Thanks for all you do!
Brian says
Hi William, I picked up a very cheap i5 13500H Minis Forum mini pc to be a new ESXi host. It has not arrived yet but I just realised after looking at reviews that the BIOS is severely locked down with no options to disabled cores 🙁 Just curious if Option 2 will suffice going forward or will it be a struggle/ unstable mess? Thanks
William Lam says
That's strange they've locked down the BIOS ... that should be something end users should be able to control based on their needs. I'd ask if they can enable at least P/E-Cores and provide a BIOS update, I know other OEMs have done this for me in the past. If not, then you can try Option 2 but TBH, I've seen enough quirks when leaving P/E-Cores running, that I don't bother with Option 2, so I really don't know if its viable longer term
Brian says
Thanks. I did ask them but they said their engineers would not be doing that. 🙁
Raymond says
Is your mini PC using Aptio BIOS? I bought a mini PC from SimplyNUC and I couldn't find any option to disable E-Cores in BIOS. I asked support and waiting for their engineering team to confirm if there is a way of changing this.
Maysam Ghorbani says
hi
i have a problem. when i add promt in ssh to kernel and check it with list -d everythings is ok but when i reset esxi all order were reset and i must use SHIFT+O to boot.
what should I do?
Alessandro Gnagni says
I'm still getting GP Exception 13 on 13th with all E cores disabled....
Getting MAD
William Lam says
What hardware platform is this? Have you tried Option 2 in the blog post for ignoring the MSR faults?
mailcmollerdk says
Hi William,
Sorry for jumping in - My new Asus NUC 14 (Intel Gen 14 CPU - Meteor lake) has just arrived. Even though I have disabled E cores in UEFI - ESXi 8.0U2 still refuses to install. its showing the PSOD message as in the top of this blog post. Do you have any clue why ?
mailcmollerdk says
I might found the problem myself! Gen14 Ultra 1255H has three types of cores!
# of Performance-cores
6
# of Efficient-cores
8
# of Low Power Efficient-cores
2
The last two i'm not able to disable !
zubilitic says
Hello,
Just wanted to let you know the panic occurs sometimes even if E-cores are disabled and ignoreMsrFaults is set to TRUE on 13th gen intel and ESXi-8.0U3-24022510:
#GP Exception 13 in world XXXXX:swapob jd
Module(s) involved in panic: lumkernel Version Releasebui 1d-24022510]

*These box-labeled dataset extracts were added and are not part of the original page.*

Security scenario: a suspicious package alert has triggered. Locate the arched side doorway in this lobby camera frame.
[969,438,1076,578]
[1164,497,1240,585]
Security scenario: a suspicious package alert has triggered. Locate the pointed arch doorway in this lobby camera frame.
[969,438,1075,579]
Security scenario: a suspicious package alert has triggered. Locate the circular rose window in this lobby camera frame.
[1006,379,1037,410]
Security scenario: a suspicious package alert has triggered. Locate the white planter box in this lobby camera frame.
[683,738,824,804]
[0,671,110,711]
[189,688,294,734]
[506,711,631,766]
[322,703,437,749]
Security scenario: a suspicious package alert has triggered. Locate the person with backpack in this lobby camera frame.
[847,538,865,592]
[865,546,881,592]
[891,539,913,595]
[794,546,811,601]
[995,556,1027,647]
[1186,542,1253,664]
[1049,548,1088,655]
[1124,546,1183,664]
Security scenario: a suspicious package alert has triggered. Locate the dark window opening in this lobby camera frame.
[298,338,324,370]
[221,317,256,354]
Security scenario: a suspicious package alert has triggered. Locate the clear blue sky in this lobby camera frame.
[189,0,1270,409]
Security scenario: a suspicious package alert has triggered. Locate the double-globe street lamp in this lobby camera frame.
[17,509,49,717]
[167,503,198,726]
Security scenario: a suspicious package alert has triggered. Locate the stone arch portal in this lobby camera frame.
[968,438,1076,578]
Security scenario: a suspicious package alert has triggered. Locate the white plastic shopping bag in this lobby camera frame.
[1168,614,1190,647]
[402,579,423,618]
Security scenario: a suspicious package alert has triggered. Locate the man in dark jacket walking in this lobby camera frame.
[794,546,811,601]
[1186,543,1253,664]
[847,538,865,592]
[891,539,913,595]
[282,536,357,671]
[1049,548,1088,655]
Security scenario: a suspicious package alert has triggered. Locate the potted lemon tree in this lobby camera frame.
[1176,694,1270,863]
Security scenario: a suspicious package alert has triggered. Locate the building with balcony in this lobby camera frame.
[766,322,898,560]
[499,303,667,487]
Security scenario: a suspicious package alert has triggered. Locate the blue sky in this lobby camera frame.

cr0=0x80010031 cr2=0x6446b1e5e0 cr3=0x110928000 cr4=0x142768
FMS=06/ba/2 uCode=0x410c
This happened unexpectedly over the weekend, without touching the server. No stop/start VM activity.
I am digging around this but I don't have much hope of finding a stable solution.
zubilitic says
Hello,
Great news! I've managed to overcome the errors and currently have an impressive 46 days of uptime.
I've disabled SpeedStep, SpeedShift, RTH, and C-states.
So far, everything's running smoothly!